Bacteraemic Streptococcus pyogenes Infection in the Peri-partum Period: Now a Rare Disease and Prior Carriage by the Patient may be Important

2001 
Abstract Objectives : To describe the features of invasive peri-partum Streptococcus pyogenes infection as it occurs in current day practice in North Yorkshire. Methods : The case and laboratory records of all mothers and/or babies with detected S. pyogenes bacteraemia in the Harrogate and Northallerton districts of North Yorkshire (combined catchment population 260000) were reviewed for the 20 years 1980–99. An additional bacteraemic case occurring recently in the York district was included. Results : In six recorded episodes, both mother and baby were affected in three, mother only in two and baby only in one.

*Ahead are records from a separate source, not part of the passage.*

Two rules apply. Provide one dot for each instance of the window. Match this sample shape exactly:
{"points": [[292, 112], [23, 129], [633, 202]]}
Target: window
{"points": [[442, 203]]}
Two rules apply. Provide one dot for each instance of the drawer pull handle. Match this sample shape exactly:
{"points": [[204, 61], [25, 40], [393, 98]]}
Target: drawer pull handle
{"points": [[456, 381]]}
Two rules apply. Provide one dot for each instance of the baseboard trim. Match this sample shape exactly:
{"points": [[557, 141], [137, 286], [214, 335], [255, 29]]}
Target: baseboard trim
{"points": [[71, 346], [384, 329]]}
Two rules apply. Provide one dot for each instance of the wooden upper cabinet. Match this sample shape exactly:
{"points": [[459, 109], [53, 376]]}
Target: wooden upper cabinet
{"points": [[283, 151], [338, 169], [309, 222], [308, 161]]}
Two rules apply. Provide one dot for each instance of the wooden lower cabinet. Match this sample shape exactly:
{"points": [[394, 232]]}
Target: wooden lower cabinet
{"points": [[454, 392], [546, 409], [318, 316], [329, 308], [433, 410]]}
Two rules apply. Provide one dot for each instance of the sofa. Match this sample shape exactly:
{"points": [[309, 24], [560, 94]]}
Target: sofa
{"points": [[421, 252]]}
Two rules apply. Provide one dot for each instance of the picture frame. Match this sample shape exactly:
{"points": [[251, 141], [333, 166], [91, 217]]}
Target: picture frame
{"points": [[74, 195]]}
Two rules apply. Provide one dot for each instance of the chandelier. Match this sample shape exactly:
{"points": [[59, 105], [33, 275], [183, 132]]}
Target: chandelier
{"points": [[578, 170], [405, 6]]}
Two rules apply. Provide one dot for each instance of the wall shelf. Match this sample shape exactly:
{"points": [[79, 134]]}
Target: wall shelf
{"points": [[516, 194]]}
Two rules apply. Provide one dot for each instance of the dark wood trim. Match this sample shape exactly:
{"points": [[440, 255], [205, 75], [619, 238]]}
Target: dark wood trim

The incidence of detected infection was one such episode per million population per year, one episode per 11000 live births and one infected baby per 18000 live births. Maternal features included endometritis, septicaemia, peritonitis, necrotising fasciitis and toxic shock syndrome while, in babies, infection was manifest by stillbirth or septicaemia, cyanosis, jaundice, lethargy and cellulitis. Conclusion : Peri-partum S. pyogenes infection is rare in North Yorkshire, with a local incidence revealed in this study of 1/million population/year, or 1:11000 live births. Invasive neonatal infection with S. pyogenes appears to be six times less frequent in this locality than with group B streptococci. Mothers and/or their babies can be affected. Data suggests that some infection is autogenous from streptococci carried in the mother's genital tract. Although data in this setting are currently few, when a mother has suspected invasive group A streptococcal infection we recommend that the newborn child should also receive antibiotics without delay.